Cholesterol Deficiencies and Autism

by Amber Brooks, CACCP

Many children with autism have low cholesterol and this has been brought to the forefront for some time now. A researcher at Johns Hopkins found that some of the behaviors that children with autism exhibit are in fact due to a genetic disorder called Smith-Lemli-Opitz syndrome (SLOS) and can be fixed with supplementation of cholesterol.

SLOS is an autosomal recessive genetic disorder associated with autism, multiple malformations and mental retardation syndrome. The syndrome is due to a deficiency of 7-dehydrocholesterol (7DHC) reductase, the enzyme responsible for catalyzing the final step in cholesterol synthesis. As a result of the enzyme deficiency the 7 DHC accumulates and the level of cholesterol dramatically decreases. Although some children with SLOS have physical abnormalities, many are only mildly affected and the autistic behaviors may be their only abnormality. Obviously a child can have low cholesterol without having SLOS or autism, this is why it is important to test and why supplementation in either case is warranted.

When testing you will want to do a full lipid panel, many times doctors do not do enough testing leaving them thinking all is good. There have been questions and concerns about supplementing cholesterol and where it goes in the body. The cholesterol from the supplement does not know the difference between the different types of cholesterol (HDL VS LDL). Therefore, a purified cholesterol supplement cannot be inherently good or bad; the body will distribute it to the locations where it is needed most. It is important to start slow as with any supplement for a child. In trials they gave between 20-300mg/kg/day. I have found in practice that the cholesterol levels can take many months to come up although the patient will report improvements far before the levels are normal. I suggest checking the lipid levels every 90 days and doing more frequently as you get closer to normal values.
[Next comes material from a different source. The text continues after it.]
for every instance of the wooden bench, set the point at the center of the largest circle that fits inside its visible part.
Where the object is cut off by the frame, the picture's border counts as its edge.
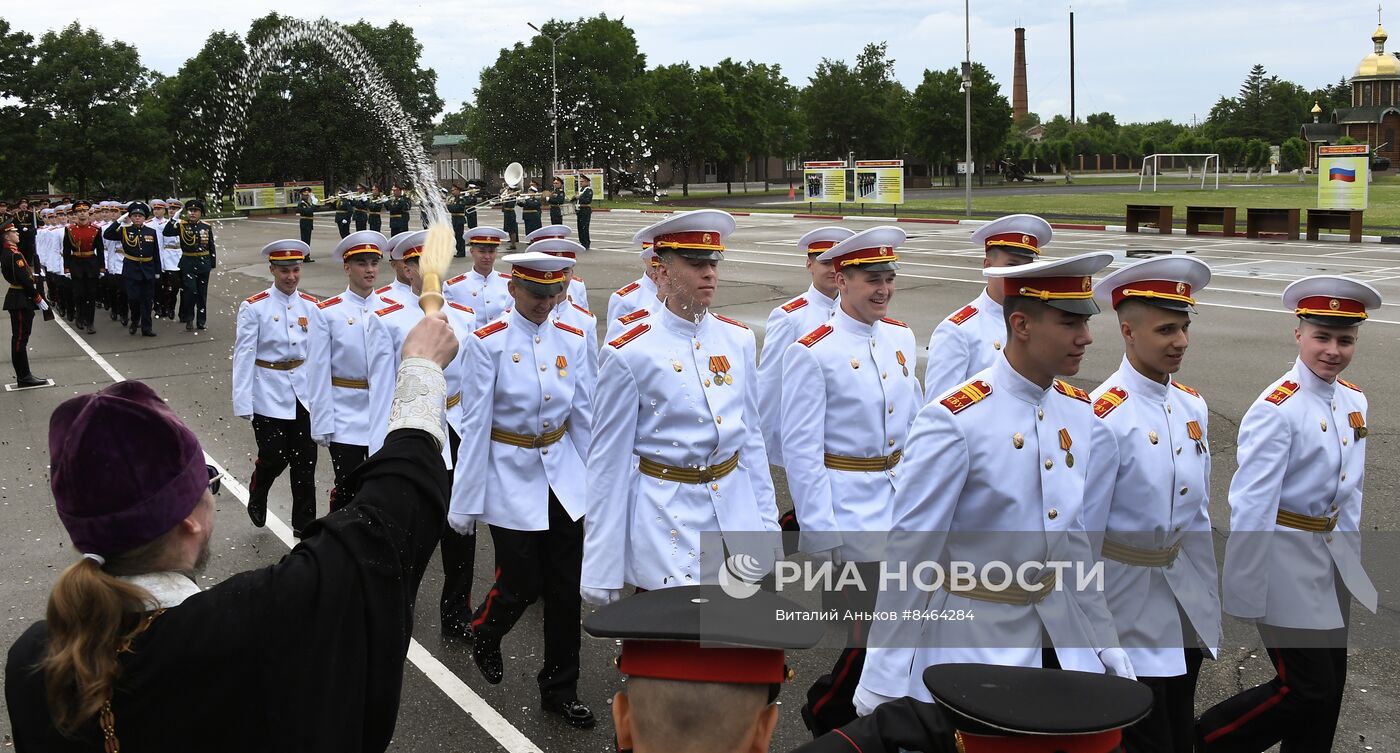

Some of the many things supplementation with cholesterol can do when needed include: improvements in sleep, aggressive behavior, walking, speaking for the first time and being more responsive socially. When supplementing with cholesterol you may also see decreased rate of infection, reduced skin rashes, reduction in self-injurious behaviors, improved muscle ton, growth, and decreased tactile defensiveness. Many parents see an improvement before the levels start to improve on actual blood tests, which may indicate the importance of this in the production of steroid hormones and bile salts.

When you are treating a child with any of the above behaviors or have a child diagnosed with autism proceed with ordering a lipid panel along with the normal blood work you order. Do not ever give cholesterol as “a trial”; you could do a lot of damage. I make it a point to do blood work on all of the kids I see and a lipid panel is part of their initial testing, I suggest you do the same and then you won’t miss anything. You can start with the basic panel and if there is suspicion move to genetic testing, this is especially important to know for long term care management.